The machine was acquired this year by the University of Stanford, which recently cleaned and restored the machine for several decades. It is kept in the university library in East Asia and will soon be on public exhibition.

One morning in June, Mullaney carefully opened the personalized wooden boxing of the machine to show how the typewriter works.

The ingenuity of the typewriter comes from how Lin has decided to break Chinese pictograms: by their forms, not sounds. Dactylo can look for certain combinations of shapes by pressing the ergonomic keyboard. Then a small screen above the keyboard (Lin called her his “Magic Eye”) offers the typing of up to eight possible characters who could correspond. In this way, the typewriter has the possibility of recovering up to 90,000 characters.

“I am not a theological and religious person. It’s like Eve. This is the beginning of everything,” explains Mullaney. The concepts of the Mingkwai typewriter underlie the way we have Chinese, Japanese and Korean today.

“What a large part of these individuals [including Lin] Let us try to say that we do not buy the idea that the only entry price to modernity is our culture, our language, that we must simply leave this to the door, “explains Mullaney.

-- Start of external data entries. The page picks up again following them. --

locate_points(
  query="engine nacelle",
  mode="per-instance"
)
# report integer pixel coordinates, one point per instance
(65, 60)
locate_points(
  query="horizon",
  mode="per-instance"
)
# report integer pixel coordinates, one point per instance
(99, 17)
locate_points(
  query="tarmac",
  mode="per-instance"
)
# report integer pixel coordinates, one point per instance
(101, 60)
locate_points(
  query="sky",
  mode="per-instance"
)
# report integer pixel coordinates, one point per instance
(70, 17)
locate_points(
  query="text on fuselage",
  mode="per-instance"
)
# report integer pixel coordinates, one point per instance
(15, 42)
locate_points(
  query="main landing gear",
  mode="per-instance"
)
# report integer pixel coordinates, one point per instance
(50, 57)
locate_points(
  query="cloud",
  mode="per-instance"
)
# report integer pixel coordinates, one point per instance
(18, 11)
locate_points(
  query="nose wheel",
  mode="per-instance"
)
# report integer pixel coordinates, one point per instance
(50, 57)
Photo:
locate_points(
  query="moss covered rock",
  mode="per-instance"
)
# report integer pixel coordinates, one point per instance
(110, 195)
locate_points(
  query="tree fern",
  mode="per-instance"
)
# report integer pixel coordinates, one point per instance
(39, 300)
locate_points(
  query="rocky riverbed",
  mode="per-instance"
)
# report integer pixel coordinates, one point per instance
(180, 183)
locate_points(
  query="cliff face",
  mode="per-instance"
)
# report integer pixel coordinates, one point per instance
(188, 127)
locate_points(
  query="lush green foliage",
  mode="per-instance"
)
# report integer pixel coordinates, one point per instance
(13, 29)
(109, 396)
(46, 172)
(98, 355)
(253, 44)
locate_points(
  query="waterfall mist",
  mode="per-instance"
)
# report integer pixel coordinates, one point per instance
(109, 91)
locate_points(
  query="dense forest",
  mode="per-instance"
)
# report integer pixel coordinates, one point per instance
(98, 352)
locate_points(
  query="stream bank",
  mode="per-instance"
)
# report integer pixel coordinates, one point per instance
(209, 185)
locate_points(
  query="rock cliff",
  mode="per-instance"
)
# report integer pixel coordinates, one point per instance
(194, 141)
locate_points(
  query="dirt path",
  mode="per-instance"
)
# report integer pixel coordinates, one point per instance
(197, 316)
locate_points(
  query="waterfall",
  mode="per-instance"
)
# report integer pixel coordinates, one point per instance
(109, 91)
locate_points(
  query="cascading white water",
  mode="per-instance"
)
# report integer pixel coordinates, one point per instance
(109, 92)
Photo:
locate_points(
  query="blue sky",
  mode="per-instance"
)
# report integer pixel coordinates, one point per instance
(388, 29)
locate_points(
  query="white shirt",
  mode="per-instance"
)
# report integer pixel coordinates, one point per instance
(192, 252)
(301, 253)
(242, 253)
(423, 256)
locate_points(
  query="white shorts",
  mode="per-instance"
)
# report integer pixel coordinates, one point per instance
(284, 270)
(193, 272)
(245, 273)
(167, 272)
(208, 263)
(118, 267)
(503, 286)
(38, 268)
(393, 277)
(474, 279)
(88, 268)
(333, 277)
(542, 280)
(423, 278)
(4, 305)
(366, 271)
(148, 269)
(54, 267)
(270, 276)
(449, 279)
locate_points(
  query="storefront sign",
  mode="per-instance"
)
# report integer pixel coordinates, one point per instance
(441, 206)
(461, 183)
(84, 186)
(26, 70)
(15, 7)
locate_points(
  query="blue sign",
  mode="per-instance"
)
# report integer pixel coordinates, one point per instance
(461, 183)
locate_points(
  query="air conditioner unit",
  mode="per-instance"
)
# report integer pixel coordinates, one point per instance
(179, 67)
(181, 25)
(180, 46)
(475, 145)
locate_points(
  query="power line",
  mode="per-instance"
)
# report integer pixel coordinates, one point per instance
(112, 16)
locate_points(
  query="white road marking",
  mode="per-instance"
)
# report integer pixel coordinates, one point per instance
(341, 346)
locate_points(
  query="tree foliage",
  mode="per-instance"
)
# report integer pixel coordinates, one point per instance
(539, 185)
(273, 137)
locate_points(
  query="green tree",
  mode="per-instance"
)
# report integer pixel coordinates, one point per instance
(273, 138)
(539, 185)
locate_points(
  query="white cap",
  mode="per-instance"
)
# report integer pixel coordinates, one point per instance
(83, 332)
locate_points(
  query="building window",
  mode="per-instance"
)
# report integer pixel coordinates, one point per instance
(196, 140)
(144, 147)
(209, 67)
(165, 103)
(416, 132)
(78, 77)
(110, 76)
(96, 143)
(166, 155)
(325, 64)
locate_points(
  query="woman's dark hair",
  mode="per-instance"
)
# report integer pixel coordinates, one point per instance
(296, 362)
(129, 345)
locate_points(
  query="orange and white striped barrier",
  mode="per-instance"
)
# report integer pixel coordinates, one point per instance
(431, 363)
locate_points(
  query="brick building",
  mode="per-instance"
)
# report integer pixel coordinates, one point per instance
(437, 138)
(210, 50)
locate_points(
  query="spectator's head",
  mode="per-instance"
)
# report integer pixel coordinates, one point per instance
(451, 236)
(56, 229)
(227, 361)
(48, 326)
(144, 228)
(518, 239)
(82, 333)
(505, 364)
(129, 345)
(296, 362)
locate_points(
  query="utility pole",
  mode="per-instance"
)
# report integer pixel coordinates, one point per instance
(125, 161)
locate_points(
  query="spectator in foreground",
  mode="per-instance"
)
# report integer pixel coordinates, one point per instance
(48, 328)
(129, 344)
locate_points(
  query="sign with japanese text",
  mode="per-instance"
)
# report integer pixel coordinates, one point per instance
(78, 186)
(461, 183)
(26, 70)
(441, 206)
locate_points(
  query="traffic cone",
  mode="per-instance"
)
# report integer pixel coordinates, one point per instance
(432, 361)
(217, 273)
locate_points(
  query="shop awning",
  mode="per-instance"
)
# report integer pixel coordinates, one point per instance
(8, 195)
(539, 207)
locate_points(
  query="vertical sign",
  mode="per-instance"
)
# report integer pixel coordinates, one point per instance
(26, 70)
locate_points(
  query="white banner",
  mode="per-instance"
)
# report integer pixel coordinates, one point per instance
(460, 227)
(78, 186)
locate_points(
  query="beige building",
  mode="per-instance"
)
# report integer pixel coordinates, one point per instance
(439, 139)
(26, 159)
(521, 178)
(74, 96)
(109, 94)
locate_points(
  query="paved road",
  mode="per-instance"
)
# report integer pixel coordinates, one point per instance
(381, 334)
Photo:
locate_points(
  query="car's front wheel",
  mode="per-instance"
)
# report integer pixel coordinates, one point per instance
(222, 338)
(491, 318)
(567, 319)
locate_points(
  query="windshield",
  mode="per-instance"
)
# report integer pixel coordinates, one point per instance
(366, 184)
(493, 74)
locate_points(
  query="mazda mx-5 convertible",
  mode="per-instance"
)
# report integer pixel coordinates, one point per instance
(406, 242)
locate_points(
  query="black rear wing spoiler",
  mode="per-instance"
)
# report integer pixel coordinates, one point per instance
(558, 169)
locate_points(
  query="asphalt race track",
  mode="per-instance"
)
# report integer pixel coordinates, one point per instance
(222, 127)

Ecoded in machine engineering was an ambitious globalism. The way of breaking languages ​​by linen by the form of their words rather than their sounds or alphabets meant that his machine can theoretically type English, Russian and Japanese also, according to the type of typewriter.

“One thing that was very interesting … in Li Yutang’s thought on Chinese and Chinese culture, it is that it should not be island. It must have this porous border, it must be greater and be able to communicate and speak with other cultures,” explains Yangyang Cheng, who first wrote on the discovery of the typewriter.

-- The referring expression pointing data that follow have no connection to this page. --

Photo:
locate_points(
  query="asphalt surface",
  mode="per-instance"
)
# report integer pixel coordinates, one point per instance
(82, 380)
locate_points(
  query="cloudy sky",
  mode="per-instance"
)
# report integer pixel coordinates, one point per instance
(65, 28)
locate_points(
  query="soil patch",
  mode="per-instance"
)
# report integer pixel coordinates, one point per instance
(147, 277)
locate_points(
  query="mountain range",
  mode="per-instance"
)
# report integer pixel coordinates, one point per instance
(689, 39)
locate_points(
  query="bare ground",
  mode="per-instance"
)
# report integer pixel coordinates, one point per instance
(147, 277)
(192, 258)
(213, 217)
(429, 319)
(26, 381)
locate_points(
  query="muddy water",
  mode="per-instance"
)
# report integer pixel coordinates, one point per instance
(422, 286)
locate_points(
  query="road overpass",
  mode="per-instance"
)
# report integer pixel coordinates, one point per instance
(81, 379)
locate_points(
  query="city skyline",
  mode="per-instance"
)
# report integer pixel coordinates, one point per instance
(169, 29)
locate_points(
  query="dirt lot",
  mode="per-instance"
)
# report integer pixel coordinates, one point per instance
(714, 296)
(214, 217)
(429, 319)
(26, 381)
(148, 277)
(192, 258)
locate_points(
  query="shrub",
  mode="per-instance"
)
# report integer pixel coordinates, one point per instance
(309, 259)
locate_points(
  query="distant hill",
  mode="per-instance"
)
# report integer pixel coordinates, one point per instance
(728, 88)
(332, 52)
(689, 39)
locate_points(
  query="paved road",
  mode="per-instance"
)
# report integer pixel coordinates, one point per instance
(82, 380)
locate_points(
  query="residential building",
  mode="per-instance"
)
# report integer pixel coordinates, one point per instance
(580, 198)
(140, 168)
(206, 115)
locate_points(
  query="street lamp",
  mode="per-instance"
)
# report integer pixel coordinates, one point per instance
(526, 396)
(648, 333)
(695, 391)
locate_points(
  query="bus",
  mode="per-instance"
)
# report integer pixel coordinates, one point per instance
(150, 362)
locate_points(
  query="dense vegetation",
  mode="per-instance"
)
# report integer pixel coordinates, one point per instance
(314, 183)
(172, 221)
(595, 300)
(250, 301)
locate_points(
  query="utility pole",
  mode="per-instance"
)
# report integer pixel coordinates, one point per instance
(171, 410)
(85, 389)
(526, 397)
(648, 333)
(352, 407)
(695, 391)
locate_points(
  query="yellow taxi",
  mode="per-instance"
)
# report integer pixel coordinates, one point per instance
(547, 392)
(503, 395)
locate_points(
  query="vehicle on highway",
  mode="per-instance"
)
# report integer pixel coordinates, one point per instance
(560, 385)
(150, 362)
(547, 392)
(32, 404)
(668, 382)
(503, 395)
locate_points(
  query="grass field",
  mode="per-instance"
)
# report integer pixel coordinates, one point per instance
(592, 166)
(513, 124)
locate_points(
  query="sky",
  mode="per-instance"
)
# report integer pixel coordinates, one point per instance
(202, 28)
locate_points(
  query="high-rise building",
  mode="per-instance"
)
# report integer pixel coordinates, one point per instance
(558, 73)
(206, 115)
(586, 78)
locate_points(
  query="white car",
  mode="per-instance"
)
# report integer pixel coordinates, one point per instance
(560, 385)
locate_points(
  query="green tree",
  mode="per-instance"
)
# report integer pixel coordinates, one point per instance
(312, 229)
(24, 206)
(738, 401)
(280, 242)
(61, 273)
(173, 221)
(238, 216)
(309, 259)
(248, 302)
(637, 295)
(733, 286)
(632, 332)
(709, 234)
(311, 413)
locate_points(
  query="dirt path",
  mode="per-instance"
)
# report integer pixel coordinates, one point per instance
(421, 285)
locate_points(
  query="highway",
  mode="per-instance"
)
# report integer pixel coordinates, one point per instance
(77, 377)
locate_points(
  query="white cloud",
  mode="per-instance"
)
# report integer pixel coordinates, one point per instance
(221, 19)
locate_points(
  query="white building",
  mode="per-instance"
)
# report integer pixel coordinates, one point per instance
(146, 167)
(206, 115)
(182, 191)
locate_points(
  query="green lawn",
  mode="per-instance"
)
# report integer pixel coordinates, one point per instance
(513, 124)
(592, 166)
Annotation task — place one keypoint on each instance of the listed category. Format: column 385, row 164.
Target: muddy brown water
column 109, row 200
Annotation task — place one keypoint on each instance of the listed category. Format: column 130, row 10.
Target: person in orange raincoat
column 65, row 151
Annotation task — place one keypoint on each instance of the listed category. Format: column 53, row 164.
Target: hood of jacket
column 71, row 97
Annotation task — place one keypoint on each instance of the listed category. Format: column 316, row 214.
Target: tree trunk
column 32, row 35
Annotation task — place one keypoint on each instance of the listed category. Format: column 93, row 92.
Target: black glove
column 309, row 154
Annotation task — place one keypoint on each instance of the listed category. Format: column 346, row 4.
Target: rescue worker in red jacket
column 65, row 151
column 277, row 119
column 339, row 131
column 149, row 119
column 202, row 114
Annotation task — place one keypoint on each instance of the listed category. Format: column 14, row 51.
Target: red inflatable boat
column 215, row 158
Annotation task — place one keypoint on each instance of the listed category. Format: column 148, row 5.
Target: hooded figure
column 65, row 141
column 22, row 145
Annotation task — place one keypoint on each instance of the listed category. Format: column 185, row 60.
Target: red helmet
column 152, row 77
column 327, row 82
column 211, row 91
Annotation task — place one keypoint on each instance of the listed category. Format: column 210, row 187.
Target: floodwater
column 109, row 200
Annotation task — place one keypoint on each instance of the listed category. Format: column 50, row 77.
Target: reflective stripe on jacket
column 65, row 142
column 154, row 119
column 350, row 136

This ability to transparently translate between languages ​​and identities derives from bilingual and nomadic life, known as Cheng, “in particular at a time when the cultural and political contours of the world were redesigned.”

They were redesigned following an unleashed Chinese empire. Lin has studied in China and Europe, but lived in the United States for three decades. Later, after the Communist Party took control of continental China, he took up residence in Taiwan and Hong Kong, then a British colony.

As Lin filed the American patent for his typewriter in 1946, a large part of his hope had dissipated for the open multicultural China for which he had designed the typewriter.

Mullaney is now doing full -time research of the typewriter, trying to understand how its mechanical bowels work, with the distant dream of reproducing it one day. He recently discovered that the ink coil of the typewriter was still completely intact inside.

“You would need the type of technology on which they used, such as discoveries of the Dead Sea scrolling and things like that, but you will notice that the ink coil is still there,” he said, using a dental mirror to look inside the machine.

The ink coil could contain traces of the latest words that Lin or her daughter have typed on the machine – which perhaps means that the inventor’s own words are also in his magic machine.